In my forty years of teaching, I have taught in a variety of schools and what I appreciate most about Inly (and why I landed so happily here 18 years ago) is that it is a thoughtful, intentional blend of what is developmentally appropriate for children and what prepares children for their future—regardless of what their futures hold.
We know that we are preparing our students for life beyond Inly—for high school and college where they will still encounter traditional measures of academic success, like tests and quizzes. We also know that trends in secondary and higher education are rapidly moving toward flipped classrooms, experiential learning, and more Inly methods of demonstration of mastery, like collaborative projects and presentations. As educators in an ever-changing world, we know that we are preparing our students for jobs that don’t yet exist. That’s why we talk so much about grit—we know our students must be flexible, resilient, and know how to problem solve if they want to stand a chance in their dynamic future.

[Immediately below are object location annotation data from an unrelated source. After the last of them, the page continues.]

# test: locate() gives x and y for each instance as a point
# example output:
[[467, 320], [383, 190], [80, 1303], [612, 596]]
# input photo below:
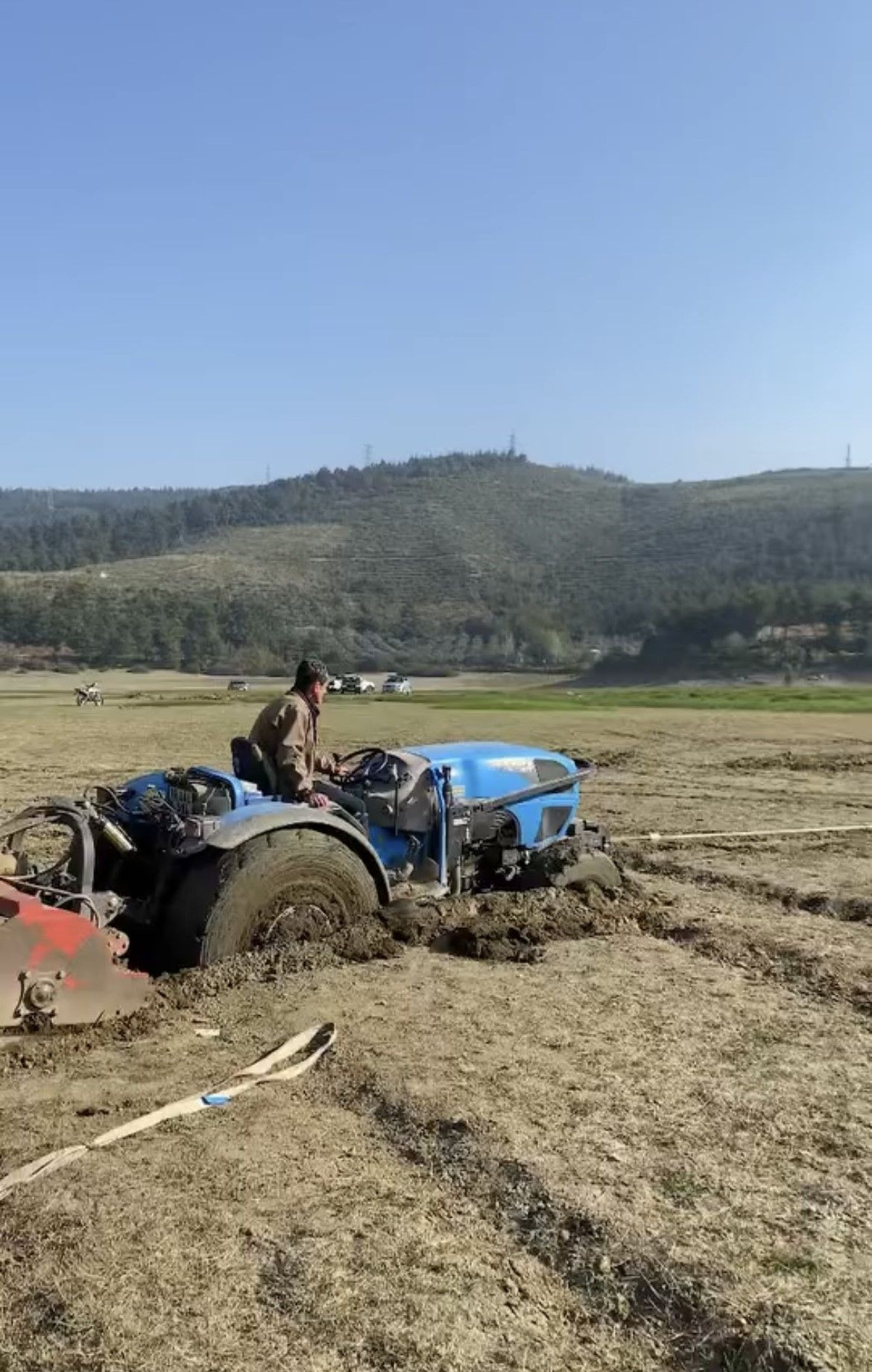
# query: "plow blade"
[[58, 967]]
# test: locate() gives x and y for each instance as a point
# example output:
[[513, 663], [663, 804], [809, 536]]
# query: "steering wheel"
[[370, 762]]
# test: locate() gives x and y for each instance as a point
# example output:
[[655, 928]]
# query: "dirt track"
[[646, 1147]]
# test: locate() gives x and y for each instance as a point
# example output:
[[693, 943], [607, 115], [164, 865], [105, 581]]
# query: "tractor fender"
[[233, 833]]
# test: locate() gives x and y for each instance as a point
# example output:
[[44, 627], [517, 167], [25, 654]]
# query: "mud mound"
[[516, 926], [501, 926], [790, 760]]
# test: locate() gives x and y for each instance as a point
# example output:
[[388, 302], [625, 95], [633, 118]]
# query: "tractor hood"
[[483, 771]]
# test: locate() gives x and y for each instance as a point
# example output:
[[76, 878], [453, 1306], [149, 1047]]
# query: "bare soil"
[[558, 1131]]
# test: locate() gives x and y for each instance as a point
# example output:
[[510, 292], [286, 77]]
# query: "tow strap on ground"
[[313, 1042], [739, 833]]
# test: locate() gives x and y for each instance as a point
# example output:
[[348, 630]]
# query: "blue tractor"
[[194, 864]]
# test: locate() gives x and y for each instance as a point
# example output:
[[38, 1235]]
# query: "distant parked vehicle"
[[89, 695], [356, 685], [396, 685]]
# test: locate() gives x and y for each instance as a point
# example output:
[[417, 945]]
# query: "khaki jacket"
[[287, 733]]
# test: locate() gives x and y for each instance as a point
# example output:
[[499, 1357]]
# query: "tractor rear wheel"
[[292, 884]]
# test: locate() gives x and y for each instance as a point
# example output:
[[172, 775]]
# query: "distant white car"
[[396, 685], [356, 685]]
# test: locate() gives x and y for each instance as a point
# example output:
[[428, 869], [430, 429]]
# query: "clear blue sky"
[[636, 233]]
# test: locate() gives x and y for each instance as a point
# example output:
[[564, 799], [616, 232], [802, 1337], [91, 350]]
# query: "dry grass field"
[[649, 1148]]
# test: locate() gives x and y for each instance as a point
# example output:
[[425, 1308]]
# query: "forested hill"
[[467, 559]]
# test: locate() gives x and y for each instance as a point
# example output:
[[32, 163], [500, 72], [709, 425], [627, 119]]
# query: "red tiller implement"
[[60, 966]]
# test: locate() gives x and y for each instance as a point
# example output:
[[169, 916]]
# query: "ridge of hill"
[[461, 560]]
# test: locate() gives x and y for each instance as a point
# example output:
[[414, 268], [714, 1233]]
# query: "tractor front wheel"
[[572, 863], [288, 885]]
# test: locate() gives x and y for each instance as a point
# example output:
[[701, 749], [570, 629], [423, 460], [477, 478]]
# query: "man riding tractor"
[[285, 732]]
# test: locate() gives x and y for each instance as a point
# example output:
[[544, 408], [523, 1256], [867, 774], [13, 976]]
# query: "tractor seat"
[[250, 763]]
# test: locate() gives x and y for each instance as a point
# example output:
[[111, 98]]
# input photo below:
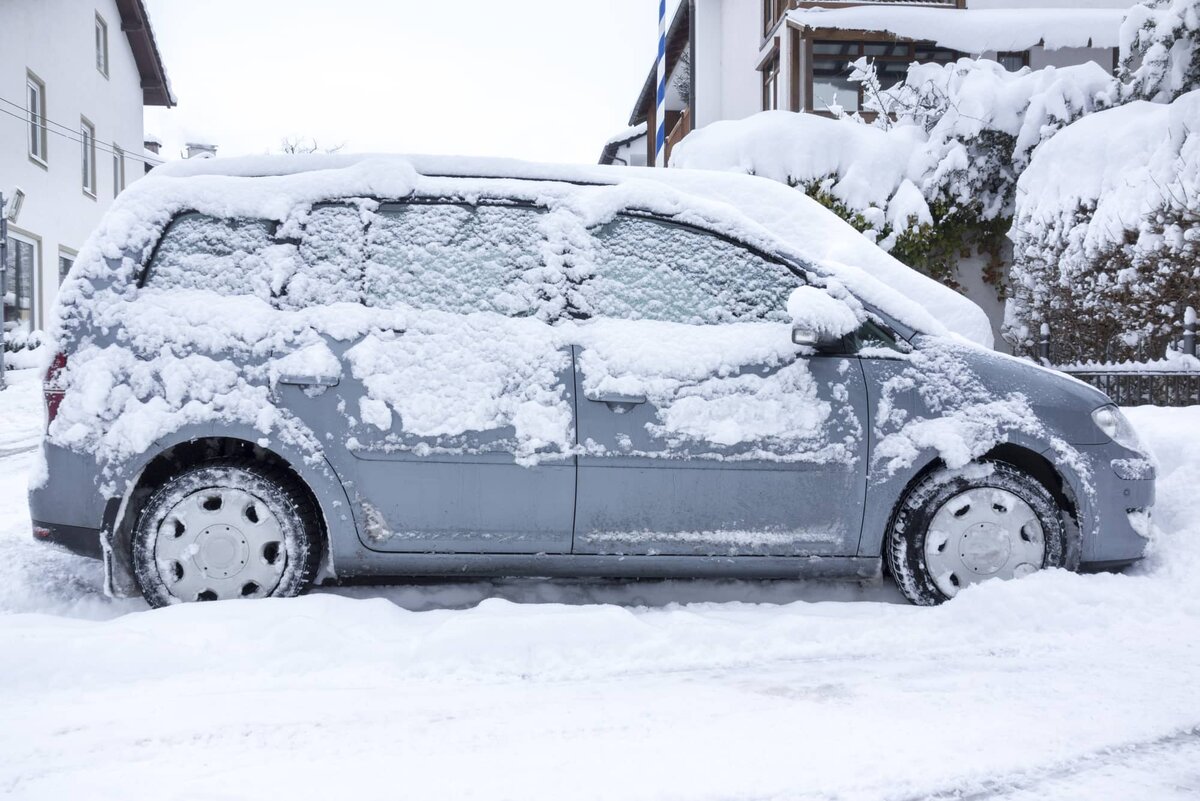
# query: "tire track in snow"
[[1027, 781]]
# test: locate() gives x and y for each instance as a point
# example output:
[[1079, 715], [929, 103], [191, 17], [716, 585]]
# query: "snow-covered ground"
[[1057, 686]]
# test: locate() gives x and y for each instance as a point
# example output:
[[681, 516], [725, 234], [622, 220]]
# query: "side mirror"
[[808, 337], [819, 319]]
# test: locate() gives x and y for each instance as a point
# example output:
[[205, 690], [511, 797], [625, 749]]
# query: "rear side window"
[[330, 266], [225, 256], [454, 258], [655, 270]]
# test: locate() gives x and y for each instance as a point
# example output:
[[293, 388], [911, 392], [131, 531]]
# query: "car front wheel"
[[989, 522], [222, 530]]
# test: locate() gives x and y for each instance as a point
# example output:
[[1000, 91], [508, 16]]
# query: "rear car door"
[[703, 429], [453, 403]]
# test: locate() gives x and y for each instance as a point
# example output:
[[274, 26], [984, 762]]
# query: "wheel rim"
[[982, 534], [220, 543]]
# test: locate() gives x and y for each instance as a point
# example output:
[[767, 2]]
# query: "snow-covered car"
[[283, 371]]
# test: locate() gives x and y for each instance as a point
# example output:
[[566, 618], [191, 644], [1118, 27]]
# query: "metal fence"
[[1163, 383]]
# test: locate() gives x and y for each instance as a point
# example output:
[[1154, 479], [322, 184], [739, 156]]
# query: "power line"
[[70, 133]]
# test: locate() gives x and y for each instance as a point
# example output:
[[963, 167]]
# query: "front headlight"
[[1117, 428]]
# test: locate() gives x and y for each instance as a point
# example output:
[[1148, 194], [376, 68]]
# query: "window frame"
[[88, 156], [101, 46], [35, 275], [36, 134], [771, 73], [118, 169], [910, 55]]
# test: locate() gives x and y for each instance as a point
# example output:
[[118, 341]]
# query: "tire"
[[951, 531], [226, 529]]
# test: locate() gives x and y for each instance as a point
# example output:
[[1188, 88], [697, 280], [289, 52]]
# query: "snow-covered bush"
[[935, 173], [1107, 238], [1107, 233], [1161, 49]]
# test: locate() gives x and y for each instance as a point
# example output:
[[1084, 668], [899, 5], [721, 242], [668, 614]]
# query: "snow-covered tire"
[[955, 529], [226, 529]]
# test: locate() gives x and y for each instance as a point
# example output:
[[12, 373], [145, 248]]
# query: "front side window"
[[228, 257], [88, 161], [101, 46], [454, 258], [771, 83], [18, 295], [35, 107], [655, 270]]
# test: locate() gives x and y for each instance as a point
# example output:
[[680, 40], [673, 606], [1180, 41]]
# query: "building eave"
[[136, 25]]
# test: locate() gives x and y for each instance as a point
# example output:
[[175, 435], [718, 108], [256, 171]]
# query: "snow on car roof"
[[977, 30], [756, 211]]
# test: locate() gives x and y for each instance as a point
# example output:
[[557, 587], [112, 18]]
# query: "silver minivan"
[[274, 374]]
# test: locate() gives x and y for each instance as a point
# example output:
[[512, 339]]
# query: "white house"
[[729, 59], [73, 79]]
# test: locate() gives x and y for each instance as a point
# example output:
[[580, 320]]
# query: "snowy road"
[[1059, 686]]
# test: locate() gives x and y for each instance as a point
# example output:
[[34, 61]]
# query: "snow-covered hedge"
[[936, 170], [1107, 233], [1161, 49], [1107, 238]]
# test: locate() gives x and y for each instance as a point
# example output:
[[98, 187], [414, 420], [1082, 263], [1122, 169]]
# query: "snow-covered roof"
[[757, 211], [977, 30]]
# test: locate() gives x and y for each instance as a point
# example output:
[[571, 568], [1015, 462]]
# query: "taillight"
[[54, 385]]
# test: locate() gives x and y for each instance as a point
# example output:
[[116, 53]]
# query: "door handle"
[[311, 380], [616, 397]]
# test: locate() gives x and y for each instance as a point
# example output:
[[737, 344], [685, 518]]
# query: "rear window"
[[223, 256], [454, 258], [657, 270]]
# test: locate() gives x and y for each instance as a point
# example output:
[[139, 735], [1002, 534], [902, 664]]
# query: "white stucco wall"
[[55, 40]]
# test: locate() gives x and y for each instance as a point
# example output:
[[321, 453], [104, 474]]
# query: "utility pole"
[[4, 277]]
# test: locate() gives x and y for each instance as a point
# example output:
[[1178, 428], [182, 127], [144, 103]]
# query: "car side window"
[[454, 258], [331, 251], [657, 270], [229, 257]]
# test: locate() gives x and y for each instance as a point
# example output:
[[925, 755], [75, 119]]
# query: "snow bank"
[[977, 31]]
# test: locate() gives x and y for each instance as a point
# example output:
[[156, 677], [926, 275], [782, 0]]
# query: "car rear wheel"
[[953, 531], [223, 530]]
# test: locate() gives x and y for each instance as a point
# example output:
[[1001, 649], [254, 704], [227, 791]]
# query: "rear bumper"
[[78, 540]]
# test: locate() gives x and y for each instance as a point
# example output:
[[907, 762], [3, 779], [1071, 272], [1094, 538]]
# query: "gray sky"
[[540, 79]]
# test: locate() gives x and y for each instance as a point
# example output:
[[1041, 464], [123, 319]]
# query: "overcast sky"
[[540, 79]]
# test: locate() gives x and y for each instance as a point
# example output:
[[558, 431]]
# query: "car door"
[[451, 403], [703, 429]]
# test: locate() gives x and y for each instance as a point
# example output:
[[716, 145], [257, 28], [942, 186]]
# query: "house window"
[[771, 83], [118, 170], [1014, 61], [35, 100], [832, 67], [101, 46], [65, 264], [18, 295], [88, 161]]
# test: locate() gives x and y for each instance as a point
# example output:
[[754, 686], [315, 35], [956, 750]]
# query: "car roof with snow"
[[756, 211]]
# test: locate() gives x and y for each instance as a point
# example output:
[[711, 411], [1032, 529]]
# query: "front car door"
[[703, 431]]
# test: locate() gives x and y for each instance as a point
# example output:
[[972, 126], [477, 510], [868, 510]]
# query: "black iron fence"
[[1171, 381]]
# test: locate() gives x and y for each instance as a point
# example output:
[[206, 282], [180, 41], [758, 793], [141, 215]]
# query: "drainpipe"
[[4, 284]]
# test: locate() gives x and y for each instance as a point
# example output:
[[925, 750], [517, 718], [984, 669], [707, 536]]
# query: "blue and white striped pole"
[[660, 136]]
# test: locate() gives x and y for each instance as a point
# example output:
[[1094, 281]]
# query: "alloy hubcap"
[[220, 543], [981, 534]]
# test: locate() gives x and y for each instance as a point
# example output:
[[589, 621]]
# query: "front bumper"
[[78, 540], [1117, 507]]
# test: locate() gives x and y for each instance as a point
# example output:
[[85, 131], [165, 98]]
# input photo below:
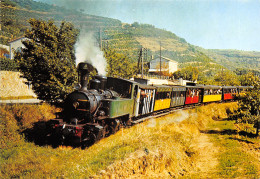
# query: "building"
[[168, 66], [15, 45]]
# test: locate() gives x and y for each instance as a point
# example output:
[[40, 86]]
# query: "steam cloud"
[[87, 51]]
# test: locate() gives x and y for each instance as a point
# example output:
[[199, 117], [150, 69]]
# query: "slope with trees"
[[48, 59]]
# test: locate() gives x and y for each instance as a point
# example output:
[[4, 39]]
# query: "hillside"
[[191, 143], [232, 59], [124, 38]]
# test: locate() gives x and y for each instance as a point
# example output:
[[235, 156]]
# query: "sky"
[[211, 24]]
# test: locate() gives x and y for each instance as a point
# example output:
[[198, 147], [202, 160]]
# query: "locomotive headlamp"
[[77, 86], [75, 104]]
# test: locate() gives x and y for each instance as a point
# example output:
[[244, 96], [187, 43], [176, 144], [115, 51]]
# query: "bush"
[[7, 64]]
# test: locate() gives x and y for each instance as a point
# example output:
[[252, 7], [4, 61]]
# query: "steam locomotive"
[[111, 103]]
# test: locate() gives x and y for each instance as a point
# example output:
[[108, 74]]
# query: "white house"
[[167, 65], [15, 45]]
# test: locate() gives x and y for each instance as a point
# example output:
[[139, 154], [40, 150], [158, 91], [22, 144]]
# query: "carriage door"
[[136, 100]]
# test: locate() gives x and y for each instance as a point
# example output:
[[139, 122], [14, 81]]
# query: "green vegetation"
[[8, 65], [48, 59], [118, 65], [248, 111], [234, 159], [127, 39], [164, 147]]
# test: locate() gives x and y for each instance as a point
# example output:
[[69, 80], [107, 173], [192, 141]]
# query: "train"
[[101, 106]]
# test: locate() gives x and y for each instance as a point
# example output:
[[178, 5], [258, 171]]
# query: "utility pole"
[[160, 59]]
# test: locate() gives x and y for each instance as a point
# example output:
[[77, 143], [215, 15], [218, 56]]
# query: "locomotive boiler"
[[100, 105], [84, 118]]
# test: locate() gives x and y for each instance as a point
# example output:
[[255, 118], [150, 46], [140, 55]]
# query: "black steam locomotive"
[[101, 106]]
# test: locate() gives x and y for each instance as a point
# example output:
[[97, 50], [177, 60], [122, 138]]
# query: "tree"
[[118, 65], [48, 59], [249, 107], [226, 78], [187, 73]]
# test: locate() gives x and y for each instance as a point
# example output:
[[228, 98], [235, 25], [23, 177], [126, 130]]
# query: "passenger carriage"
[[162, 98], [178, 96], [229, 92], [212, 93], [193, 95]]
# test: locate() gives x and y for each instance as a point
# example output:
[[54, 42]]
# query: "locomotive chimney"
[[84, 69]]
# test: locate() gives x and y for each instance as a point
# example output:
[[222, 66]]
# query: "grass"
[[233, 160], [162, 147]]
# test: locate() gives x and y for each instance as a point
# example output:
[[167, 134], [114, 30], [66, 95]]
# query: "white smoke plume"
[[88, 51]]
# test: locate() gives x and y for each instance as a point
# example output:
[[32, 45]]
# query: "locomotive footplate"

As I mentioned in a previous R&N article, Evolving the Montessori Pyramid, at Inly we combine tried and true Montessori methods with other harmonious practices—particularly at the upper elementary level and beyond. I like to call this approach Montessori “plus.”
While Inly’s curriculum is rigorous and benchmarked with the Common Core the “plus” is that we also teach next century skills including communication, creativity, ingenuity, and critical thinking. Through all of these teachings, we try to build each student’s self confidence and love of learning.
Fostering Lifelong Responsibility
Another “plus” at Inly plays out in how we teach our students responsibility. Our students are expected to be on time, manage their schedules, finish homework assignments, take tests and quizzes, and complete research projects. They routinely set goals, keep and refine work plans, and critically reflect on their own progress. Throughout all of these experiences, children ultimately learn how they best learn, and how to be responsible for their own learning, which is incredibly empowering and something we know they take with them in life.
Entering the Real World
Each step of the Inly journey builds upon itself, and each level brings exponential growth in our students. In our lower levels, students are mastering foundational academic skills, while they are encouraged to wonder and see themselves as part of a family, classroom, and school community. In Upper Elementary, our students expand and apply their academic skills in more challenging projects and explorations, which culminates in a sixth year intensive capstone project, and they begin to engage with their broader South Shore community through their weekly Service Learning curriculum. Once Inly students begin Middle School, the “plus” expands to include additional learning experiences that they are, by this time in their academic career, developmentally ready for. In Middle School, we give our students opportunities to go out into the real world through the Internship Program and our Montessori Model United Nations program. As a capstone experience for our 8th grade students this year, they will also participate in a two week immersion program through NuVu Studio, where they will solve real world problems using applied technology and design. Since Middle School aged children are fascinated with their roles in the larger society, all of these programs are important parts of their exploration of the world. Each of these programs offer authentic work experiences that lead our students to a greater sense of self and respect for others.
Life Beyond Inly
The most common observation I hear parents make of their children after they have graduated from Inly is that are passionate learners. They love the process of learning and take on new learning experiences with an enthusiasm that is unique from their peers. While those who graduate from Inly walk away with the more tangible academic measurements of success, this love of learning is actually the aspect of a student’s experience that is perhaps the most valuable. This sort of passion can be applied to any field of study and any career. It is invaluable. As Maria Montessori once said, “we discovered that education is not something which the teacher does, but that it is a natural process which develops spontaneously in the human being.” Our gift to our students as educators is not how many facts we have crammed into our student’s brains but rather how much passion for learning we were able to help them cultivate within themselves.
“Education is what remains after one has forgotten what one has learned in school.”
– Albert Einstein
“Tell me and I forget. Teach me and I remember. Involve me and I learn.”
– Benjamin Franklin
“There is no end to education. It is not that you read a book, pass an examination, and finish with education. The whole of life, from the moment you are born to the moment you die, is a process of learning.”